The third main treatment type is sclerotherapy. Sclerotherapy was known in medicine even before stripping; i.e. since the 19th century. Chassaignac was the first to inject varicose veins with ferrochloride (1855). Since 1911 teleangiectasias and reticular veins have been injected with sodium carbonate and sodium salicylate. Later also quinine, sodium chloride and urethane were used as sclerosants. Fegan added compression to sclerotherapy in 1965 and since then sclerotherapy has always been combined with compression therapy to obtain better results.48-49 Nowadays liquid and foam sclerotherapy are commonly used with detergent sclerosant solutions such as polidocanol and sodium tetradecyl sulfate.
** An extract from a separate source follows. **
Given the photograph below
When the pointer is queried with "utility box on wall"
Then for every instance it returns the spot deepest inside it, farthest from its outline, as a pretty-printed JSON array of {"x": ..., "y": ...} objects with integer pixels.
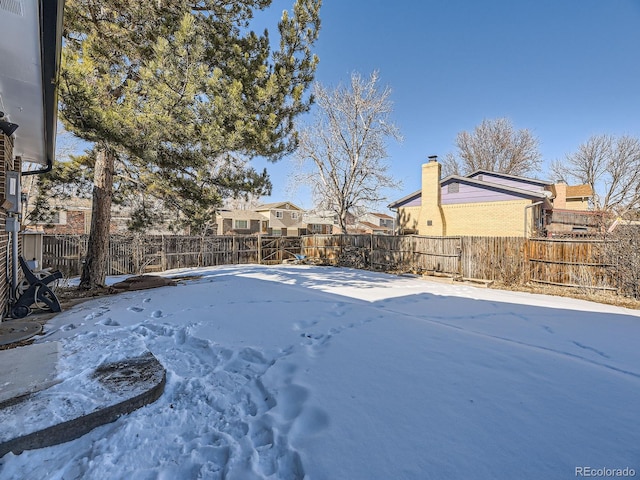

Ultrasound guided foam sclerotherapy (UGFS) will be discussed in detail in chapters 2 and 3. Briefly, in UGFS liquid detergent sclerosant solution is mixed with air or a physiological gas to create foam. The sclerosant reacts with the endothelial cells of the vascular wall and in this way induces contraction, thrombus (‘sclerus’) formation and eventually fibrosis of the vein.50-51 Foam is four times more effective than liquid sclerotherapy because of increased contact time with the venous wall, increased surface area of the venous wall, and venous spasm.